A mais recente inovação no setor foi criada numa penitenciária feminina de Belém do Pará há quatro anos, por sua diretora, Carmen Gomes. Para remunerar o trabalho voluntário das presas na produção de artesanato, ela registrou uma cooperativa social que tem as detentas como sócias. Das 250 mulheres que passaram por essa cooperativa, nenhuma voltou ao cárcere. O indicador motivou o Instituto Humanitas360, onde trabalho, a desenvolver pilotos em duas penitenciárias de Tremembé (SP), a partir de acordo tácito com a Secretaria de Administração Penitenciária paulista, no governo Alckmin.

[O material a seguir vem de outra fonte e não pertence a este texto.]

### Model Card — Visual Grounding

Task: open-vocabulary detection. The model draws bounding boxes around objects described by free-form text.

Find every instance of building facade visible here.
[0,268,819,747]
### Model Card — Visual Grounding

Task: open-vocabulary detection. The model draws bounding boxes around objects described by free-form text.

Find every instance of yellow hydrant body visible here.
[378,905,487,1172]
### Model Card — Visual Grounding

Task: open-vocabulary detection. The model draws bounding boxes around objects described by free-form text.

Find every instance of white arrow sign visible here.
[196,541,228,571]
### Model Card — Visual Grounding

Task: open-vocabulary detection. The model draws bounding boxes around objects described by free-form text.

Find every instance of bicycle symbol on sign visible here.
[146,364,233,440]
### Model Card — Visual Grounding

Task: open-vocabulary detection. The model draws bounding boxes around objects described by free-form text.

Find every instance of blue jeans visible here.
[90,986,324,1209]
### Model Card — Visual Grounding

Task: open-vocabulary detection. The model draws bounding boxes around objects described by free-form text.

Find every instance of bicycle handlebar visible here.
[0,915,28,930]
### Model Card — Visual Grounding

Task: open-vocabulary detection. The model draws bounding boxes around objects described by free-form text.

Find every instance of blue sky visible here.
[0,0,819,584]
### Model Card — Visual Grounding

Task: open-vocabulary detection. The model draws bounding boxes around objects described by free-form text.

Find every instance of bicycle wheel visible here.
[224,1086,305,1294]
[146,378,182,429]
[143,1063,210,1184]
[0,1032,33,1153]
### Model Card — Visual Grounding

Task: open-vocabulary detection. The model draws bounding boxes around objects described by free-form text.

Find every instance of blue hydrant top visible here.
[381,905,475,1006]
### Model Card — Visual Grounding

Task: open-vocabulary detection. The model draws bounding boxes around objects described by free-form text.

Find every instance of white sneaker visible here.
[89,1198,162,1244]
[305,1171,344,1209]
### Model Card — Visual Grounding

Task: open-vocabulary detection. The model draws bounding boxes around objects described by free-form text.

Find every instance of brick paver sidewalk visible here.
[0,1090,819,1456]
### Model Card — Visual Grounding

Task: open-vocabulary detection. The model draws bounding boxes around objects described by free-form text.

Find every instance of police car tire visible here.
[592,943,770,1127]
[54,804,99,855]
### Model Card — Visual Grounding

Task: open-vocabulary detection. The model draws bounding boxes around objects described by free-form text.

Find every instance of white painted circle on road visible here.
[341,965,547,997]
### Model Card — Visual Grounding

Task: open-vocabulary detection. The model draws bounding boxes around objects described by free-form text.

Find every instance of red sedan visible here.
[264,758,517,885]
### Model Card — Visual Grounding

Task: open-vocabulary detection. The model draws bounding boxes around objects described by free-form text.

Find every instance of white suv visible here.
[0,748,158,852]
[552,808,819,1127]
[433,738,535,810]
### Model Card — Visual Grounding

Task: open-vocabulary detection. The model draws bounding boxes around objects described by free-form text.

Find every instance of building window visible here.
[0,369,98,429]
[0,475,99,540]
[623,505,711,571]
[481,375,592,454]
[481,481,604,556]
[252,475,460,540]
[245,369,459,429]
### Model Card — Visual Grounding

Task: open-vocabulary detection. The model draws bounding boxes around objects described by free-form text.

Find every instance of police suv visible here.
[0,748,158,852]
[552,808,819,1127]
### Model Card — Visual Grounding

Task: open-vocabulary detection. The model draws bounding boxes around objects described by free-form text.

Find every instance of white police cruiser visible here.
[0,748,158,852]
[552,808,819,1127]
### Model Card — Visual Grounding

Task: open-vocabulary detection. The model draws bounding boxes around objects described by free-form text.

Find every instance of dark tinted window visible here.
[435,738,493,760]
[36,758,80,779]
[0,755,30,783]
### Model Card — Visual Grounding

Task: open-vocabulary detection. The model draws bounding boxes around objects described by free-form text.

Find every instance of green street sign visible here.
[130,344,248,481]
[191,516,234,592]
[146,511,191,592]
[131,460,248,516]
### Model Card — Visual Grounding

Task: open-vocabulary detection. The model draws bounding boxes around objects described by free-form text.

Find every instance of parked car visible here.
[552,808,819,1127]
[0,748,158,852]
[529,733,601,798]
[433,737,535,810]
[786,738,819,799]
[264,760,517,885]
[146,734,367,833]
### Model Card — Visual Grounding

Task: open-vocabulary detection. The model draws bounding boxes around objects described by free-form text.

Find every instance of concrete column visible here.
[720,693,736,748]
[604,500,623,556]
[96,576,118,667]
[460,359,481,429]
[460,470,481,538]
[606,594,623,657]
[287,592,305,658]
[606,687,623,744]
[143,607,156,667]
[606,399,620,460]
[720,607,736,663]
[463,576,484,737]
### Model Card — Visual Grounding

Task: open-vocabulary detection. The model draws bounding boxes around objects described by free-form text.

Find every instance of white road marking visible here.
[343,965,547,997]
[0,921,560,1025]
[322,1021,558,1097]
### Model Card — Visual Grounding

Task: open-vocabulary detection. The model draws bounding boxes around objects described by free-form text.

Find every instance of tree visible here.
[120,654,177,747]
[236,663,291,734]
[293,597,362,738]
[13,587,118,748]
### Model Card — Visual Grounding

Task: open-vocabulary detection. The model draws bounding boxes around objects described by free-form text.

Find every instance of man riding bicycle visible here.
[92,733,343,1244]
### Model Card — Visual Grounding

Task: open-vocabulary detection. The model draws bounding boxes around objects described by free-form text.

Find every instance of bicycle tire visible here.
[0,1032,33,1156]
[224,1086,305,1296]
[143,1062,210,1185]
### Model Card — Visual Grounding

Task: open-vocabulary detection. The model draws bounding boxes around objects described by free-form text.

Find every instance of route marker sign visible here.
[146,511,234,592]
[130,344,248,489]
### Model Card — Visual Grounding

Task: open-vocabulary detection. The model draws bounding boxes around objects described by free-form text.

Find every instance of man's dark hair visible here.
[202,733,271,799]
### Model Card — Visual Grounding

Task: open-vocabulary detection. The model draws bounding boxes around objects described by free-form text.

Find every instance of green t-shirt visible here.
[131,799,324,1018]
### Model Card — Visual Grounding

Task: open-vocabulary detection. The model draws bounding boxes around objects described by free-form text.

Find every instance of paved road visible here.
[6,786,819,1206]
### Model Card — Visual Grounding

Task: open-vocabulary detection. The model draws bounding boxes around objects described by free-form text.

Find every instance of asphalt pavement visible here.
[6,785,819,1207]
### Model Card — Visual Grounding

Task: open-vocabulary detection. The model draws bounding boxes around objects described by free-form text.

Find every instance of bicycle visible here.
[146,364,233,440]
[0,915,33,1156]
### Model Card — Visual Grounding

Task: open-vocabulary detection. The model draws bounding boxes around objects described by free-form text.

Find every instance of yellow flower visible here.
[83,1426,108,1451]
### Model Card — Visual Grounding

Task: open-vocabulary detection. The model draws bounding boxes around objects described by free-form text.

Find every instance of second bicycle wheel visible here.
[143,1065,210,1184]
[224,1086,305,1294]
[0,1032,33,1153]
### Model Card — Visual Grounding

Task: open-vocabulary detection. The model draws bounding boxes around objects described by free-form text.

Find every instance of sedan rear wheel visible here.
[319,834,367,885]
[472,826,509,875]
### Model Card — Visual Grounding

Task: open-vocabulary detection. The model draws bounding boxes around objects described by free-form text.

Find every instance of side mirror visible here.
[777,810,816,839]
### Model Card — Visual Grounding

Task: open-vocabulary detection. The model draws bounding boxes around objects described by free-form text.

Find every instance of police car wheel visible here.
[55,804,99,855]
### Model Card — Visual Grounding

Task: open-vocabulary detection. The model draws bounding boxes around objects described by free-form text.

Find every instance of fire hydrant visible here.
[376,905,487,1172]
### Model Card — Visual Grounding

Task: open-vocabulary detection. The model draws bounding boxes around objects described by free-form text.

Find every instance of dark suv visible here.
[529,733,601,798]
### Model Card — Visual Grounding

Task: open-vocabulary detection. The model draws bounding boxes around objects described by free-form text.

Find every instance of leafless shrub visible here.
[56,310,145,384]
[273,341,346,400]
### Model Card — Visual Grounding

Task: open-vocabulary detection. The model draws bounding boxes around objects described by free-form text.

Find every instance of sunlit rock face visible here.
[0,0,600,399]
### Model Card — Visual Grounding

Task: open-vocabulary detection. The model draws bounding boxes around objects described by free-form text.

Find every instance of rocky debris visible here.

"Geração de renda para detentos reunidos em cooperativas sociais traz variáveis positivas para a conta do custo mensal de um preso. Já a privatização dos presídios é inegavelmente mais cara para a sociedade."

Em um ano e meio de trabalho, o H360 investiu 1 milhão de reais em recursos próprios no projeto. As possibilidades de inovação em políticas de inclusão produtiva permitiram a aproximação com o Conselho Nacional de Justiça (CNJ), que firmou parceria com o instituto para levar a experiência a outros estados. No mês passado, a Secretaria de Administração Penitenciária do Maranhão e o Tribunal de Justiça local acordaram, com o CNJ e o H360, a expansão do projeto para o Complexo Penitenciário de São Luís.

Apesar disso, o governo de São Paulo acaba de suspender temporariamente a operação das cooperativas nos presídios de Tremembé. O projeto continua, por ora, apenas com cooperadas que já saíram da prisão. Sua principal inovação é dar ao cooperado a perspectiva de renda depois do cárcere, construindo uma alternativa real à reincidência criminal. A administração Alckmin não formalizou o termo de parceria com o instituto, e o governo atual faz uma interpretação restritiva da Lei de Execuções Penais, que obriga o pagamento de um salário mínimo a cada detento contratado para trabalhar para uma empresa comercial no cárcere. Acontece que a cooperativa social faz dos detentos empresários, e não funcionários. Assim, o governo Doria fecha espaço para a inovação, uma de suas bandeiras de campanha. Afirmar que essa iniciativa contraria a lei, como faz o governo paulista, significa dizer que o governo Alckmin permitiu, por mais de um ano, uma atividade ilícita dentro de seus presídios.

Qual a lógica por detrás de tudo isso? A matemática, pelo menos, é clara. O custo mensal de um preso em penitenciária pública é de pouco mais de 2.000 reais. Em uma Apac, não chega a 900 reais. Geração de renda para detentos reunidos em cooperativas sociais traz variáveis positivas a essa equação. Já a privatização dos presídios é inegavelmente mais custosa para a sociedade. O complexo prisional Ribeirão das Neves, erguido e administrado pelo consórcio GPA (Gestores Prisionais Associados), custou 279 milhões de reais (em valores de 2012, não atualizados), e onera em 3.500 reais por mês para cada detento os cofres do Estado de Minas Gerais. No presídio privatizado de Manaus, palco dos recentes massacres, cada detento custa 4.700 reais mensais, segundo o Tribunal de Contas do Amazonas.